Regulation of transcription by translational components in coupled translation-transcription cell-free system.

作者信息

Schmeidler-Sapiro K T, Johnson T R, Ilan J, Ilan J

机构信息

Department of Biology, California State University, Long Beach 90840.

出版信息

Biochimie. 1992 May;74(5):495-510. doi: 10.1016/0300-9084(92)90091-r.

Abstract

A coupled translation-transcription cell-free system was established from eukaryotic cells. The biosynthetic activity of this coupled system closely resembles the synthetic behavior of cells in vivo, and exhibits regulatory phenomena similar to that of intact cells. The translational system consists of rabbit reticulocyte lysate, or its components fractionated by centrifugation. The transcriptional portion consists of cockerel liver nuclei. Incorporation of amino acids into protein by the coupled system is linear for hours. Similarly, transcription in the coupled system is continuous for hours and is proportional with time. More than 90% of the transcriptional products are secreted into the incubation medium. The components of the translational system influence and regulate transcriptional activities. In the presence of ribosomes the nuclei transcribe mostly poly(A)+ RNA with alpha-amanitin sensitivity consistent with activation of RNA polymerase II. Hybrid selection experiments demonstrate authentic preproalbumin mRNA among the transcriptional products. The putative mRNA secreted into the medium in the coupled system is found on polysomes, indicating translation of de novo synthesized message. Addition of excess reticulocyte mRNP to the medium of the coupled system results in transcription of primarily ribosomal RNA, 5S RNA, and tRNA, the products of RNA polymerases I and III. These activities closely imitate the behavior of liver in vivo under conditions of nutritional shifts or hormonal influences. The coupled system transcribes, processes, and transports substantial quantities of RNA, about 1.6 micrograms/10(6) nuclei/h.

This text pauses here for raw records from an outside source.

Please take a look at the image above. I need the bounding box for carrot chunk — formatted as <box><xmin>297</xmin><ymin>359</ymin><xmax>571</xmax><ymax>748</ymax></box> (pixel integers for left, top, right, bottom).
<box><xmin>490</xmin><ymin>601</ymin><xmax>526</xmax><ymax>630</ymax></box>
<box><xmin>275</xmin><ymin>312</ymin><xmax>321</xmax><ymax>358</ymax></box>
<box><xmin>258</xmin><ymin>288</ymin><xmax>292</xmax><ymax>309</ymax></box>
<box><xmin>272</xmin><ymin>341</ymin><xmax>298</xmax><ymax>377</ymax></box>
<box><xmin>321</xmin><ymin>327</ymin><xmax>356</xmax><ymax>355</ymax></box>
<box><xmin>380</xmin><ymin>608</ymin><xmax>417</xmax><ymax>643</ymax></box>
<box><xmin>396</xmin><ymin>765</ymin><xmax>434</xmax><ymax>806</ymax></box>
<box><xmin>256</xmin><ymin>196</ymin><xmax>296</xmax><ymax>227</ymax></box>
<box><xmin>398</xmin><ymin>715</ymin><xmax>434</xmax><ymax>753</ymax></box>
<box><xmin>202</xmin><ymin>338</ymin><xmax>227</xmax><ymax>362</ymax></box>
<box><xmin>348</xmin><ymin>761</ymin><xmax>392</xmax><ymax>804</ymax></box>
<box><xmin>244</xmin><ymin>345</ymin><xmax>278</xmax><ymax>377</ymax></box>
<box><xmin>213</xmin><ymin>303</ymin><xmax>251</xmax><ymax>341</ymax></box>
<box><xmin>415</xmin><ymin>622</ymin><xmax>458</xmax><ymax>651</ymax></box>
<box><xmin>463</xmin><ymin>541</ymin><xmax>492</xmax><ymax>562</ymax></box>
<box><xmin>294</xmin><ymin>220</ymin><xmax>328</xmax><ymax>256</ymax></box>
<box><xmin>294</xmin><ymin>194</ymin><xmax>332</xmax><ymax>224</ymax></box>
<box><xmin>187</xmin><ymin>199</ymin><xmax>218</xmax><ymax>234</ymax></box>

Thus, a coupled system has been established that lends itself to the exploration of regulatory interactions of cell components as it appears to closely resemble the in vivo situation.

摘要

从真核细胞建立了一个翻译 - 转录无细胞偶联系统。该偶联系统的生物合成活性与体内细胞的合成行为非常相似,并表现出与完整细胞类似的调控现象。翻译系统由兔网织红细胞裂解物或通过离心分离的其组分组成。转录部分由公鸡肝细胞核组成。偶联系统将氨基酸掺入蛋白质的过程可持续数小时呈线性。同样,偶联系统中的转录持续数小时且与时间成正比。超过90%的转录产物分泌到孵育培养基中。翻译系统的组分影响并调节转录活性。在核糖体存在下,细胞核主要转录具有α - 鹅膏蕈碱敏感性的多聚(A)+ RNA,这与RNA聚合酶II的激活一致。杂交选择实验在转录产物中证明了真实的前白蛋白原mRNA。在偶联系统中分泌到培养基中的假定mRNA存在于多核糖体上,表明新合成的信使RNA发生了翻译。向偶联系统的培养基中添加过量的网织红细胞mRNP会导致主要转录核糖体RNA、5S RNA和tRNA,即RNA聚合酶I和III的产物。这些活性在营养变化或激素影响的条件下紧密模仿体内肝脏的行为。偶联系统转录、加工并运输大量RNA,约1.6微克/10⁶个细胞核/小时。因此,已经建立了一个偶联系统,由于它似乎与体内情况非常相似,因此适合用于探索细胞组分的调控相互作用。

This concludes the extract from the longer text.